I sat up and blinked at the light that was streaming through what I thought was a shuttered window but was actually a well-disguised panel of lights meant to mimic daytime. I got up, finding my sea legs, and started fiddling with the lights, turning them from morning brightness to night. But they always sprung back, pre-programmed. The fact that Javier could even control the way his crew perceived the days was chilling.
I made my way out of the cabin and went down a narrow hallway lined with handrails. The boat was no longer heeling over, making walking seem painless. Aside from water making gentle sloshing sounds along the length of the boat, you couldn’t even tell you were on a ship. It was that big, like being on an airbus compared to a seaplane.
The hallway led me past three more cabin doors, all closed, before I came to a small set of stairs, flooded with natural light. The area I was in ended about mid-ship, which meant the crew’s quarters were at the front of the ship and had a separate entrance. I cautiously climbed the stairs until I recognized I was on the second deck, the main living area. The back was open, not fully enclosed, the sea breeze fluttering through. Past the elaborate dining table set-up, teak table and white high-backed chairs that could easily rival any house, I could see Raul and another man I hadn’t seen before sitting lazily on the couch, drinks in their hands, the wind ruffling their hair. They both looked at me sharply, unkindly, before turning back to each other, talking in Spanish. Behind them I could see the lower deck, all smooth wood, Javier’s private cockpit and the stern of the ship, the American flag waving in the breeze. The water here was green and a few islands dotted the horizon, slowly disappearing in our wake.

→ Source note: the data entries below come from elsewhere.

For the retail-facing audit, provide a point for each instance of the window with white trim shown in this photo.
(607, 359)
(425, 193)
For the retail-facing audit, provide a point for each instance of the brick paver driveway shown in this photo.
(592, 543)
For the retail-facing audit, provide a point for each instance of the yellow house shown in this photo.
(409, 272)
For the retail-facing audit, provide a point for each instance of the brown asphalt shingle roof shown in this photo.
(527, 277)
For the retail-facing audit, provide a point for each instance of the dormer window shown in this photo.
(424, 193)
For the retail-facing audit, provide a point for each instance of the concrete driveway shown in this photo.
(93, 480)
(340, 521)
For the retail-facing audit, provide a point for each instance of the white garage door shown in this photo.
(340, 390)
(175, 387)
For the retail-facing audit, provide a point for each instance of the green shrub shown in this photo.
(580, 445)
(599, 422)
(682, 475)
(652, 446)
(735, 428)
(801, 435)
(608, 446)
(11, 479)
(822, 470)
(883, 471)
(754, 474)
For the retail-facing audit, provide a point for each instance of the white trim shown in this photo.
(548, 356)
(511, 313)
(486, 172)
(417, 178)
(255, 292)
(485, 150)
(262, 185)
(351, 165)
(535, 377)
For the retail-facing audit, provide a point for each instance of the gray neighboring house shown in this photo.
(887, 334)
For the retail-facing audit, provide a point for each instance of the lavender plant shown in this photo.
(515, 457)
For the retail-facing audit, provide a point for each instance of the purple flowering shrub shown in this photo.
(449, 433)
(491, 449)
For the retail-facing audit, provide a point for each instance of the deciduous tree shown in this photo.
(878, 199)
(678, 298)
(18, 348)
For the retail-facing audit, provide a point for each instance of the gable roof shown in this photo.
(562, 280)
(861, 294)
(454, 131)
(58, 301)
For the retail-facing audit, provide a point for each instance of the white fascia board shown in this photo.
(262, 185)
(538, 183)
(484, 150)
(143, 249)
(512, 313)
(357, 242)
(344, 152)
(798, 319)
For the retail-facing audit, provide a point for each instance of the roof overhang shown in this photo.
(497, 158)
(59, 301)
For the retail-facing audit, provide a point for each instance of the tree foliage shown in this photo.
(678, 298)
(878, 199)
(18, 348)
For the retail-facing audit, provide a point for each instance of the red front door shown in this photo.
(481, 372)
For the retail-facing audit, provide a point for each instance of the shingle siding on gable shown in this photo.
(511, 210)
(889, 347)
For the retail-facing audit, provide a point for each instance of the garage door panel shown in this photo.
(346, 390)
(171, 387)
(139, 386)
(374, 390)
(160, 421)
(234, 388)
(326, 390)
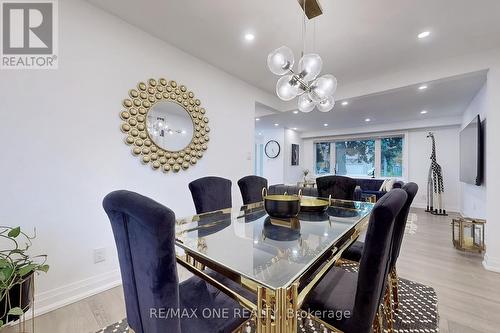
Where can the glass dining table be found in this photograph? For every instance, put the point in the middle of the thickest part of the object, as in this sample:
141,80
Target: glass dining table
279,261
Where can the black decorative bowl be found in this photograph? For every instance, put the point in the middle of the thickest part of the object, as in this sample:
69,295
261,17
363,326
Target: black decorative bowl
281,206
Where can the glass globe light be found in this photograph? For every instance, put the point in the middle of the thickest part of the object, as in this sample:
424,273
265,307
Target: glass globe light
310,66
287,88
160,124
306,104
280,60
326,104
323,87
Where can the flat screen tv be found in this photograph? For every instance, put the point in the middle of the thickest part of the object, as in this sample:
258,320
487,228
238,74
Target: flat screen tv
471,153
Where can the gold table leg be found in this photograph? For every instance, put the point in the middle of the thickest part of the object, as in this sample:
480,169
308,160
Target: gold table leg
394,286
277,310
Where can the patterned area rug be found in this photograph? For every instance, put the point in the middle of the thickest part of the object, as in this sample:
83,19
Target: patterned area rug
417,313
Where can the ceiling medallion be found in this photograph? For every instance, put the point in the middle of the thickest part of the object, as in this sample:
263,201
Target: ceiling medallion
313,91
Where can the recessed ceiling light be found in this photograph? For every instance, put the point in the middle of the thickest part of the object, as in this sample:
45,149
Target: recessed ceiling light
249,37
424,34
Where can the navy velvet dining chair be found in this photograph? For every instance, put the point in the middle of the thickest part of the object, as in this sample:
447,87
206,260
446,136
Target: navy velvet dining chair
359,294
144,232
355,251
251,188
210,194
339,187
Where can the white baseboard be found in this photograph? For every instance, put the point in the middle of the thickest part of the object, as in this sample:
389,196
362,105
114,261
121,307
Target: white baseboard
491,264
73,292
424,206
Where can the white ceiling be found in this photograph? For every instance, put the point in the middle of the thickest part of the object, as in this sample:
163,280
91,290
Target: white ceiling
444,98
357,39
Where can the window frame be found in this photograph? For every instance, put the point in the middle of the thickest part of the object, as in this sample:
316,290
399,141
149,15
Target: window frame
378,152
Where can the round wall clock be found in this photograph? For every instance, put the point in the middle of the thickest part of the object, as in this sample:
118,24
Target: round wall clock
272,149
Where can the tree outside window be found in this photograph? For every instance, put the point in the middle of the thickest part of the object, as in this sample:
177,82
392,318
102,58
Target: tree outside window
356,157
392,157
322,158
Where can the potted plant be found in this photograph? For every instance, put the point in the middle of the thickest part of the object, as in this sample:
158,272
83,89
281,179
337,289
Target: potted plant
17,269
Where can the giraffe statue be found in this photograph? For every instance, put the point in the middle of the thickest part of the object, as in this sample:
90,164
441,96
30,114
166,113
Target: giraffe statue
435,184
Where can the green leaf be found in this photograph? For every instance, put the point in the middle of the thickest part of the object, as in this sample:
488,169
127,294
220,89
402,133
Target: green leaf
15,312
6,273
14,232
44,268
26,270
4,263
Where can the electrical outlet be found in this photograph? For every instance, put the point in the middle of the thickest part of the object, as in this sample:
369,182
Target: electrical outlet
99,255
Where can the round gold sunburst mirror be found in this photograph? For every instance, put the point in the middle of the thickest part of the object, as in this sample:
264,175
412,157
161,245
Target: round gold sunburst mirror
165,125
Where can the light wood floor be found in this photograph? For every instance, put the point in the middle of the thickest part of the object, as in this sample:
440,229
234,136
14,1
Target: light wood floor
468,295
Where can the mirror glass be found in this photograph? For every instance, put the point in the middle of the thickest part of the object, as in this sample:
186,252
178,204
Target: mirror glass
170,126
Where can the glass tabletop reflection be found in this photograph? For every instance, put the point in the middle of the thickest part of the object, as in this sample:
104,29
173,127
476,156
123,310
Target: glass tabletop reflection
271,252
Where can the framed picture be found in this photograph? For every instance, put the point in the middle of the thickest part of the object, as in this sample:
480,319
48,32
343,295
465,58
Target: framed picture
295,154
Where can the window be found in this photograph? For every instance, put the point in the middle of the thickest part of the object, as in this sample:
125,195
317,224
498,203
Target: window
356,158
391,157
361,157
322,165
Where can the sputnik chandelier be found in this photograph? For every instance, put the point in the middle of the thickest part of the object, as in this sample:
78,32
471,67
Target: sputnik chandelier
313,91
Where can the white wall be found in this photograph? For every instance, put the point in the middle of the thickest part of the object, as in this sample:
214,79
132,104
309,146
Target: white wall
473,200
292,173
492,102
63,150
418,149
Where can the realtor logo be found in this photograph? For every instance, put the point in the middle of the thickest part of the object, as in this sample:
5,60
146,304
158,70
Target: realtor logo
29,34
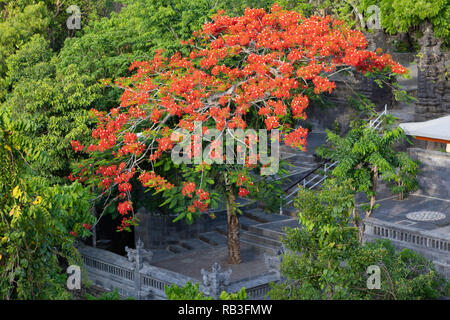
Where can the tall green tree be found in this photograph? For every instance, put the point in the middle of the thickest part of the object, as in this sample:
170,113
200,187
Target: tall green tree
325,260
365,155
36,219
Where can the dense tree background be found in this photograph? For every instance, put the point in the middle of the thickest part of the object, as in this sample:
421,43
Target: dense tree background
50,79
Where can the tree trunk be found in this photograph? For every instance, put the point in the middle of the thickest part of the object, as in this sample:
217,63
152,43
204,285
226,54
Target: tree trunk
374,189
94,227
234,251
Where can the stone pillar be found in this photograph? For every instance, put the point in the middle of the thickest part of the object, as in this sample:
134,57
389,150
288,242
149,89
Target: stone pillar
433,89
216,281
138,256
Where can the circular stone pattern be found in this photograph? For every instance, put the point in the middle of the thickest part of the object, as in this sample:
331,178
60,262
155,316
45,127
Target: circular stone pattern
425,216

I went up another flight of stairs, holding onto the rail in case the boat decided to pitch and came up to the top deck, half covered like a pilothouse. Javier was there, sitting in a leather captain’s chair, hands on one of the two steering wheels, eyes focused ahead through the wide, tinted windshield. A large sail had billowed out from the mast, an immense noise that reminded me of happier times, but that didn’t make any sense to my brain, since the only time I’d ever been on a sailboat would have been with Javier.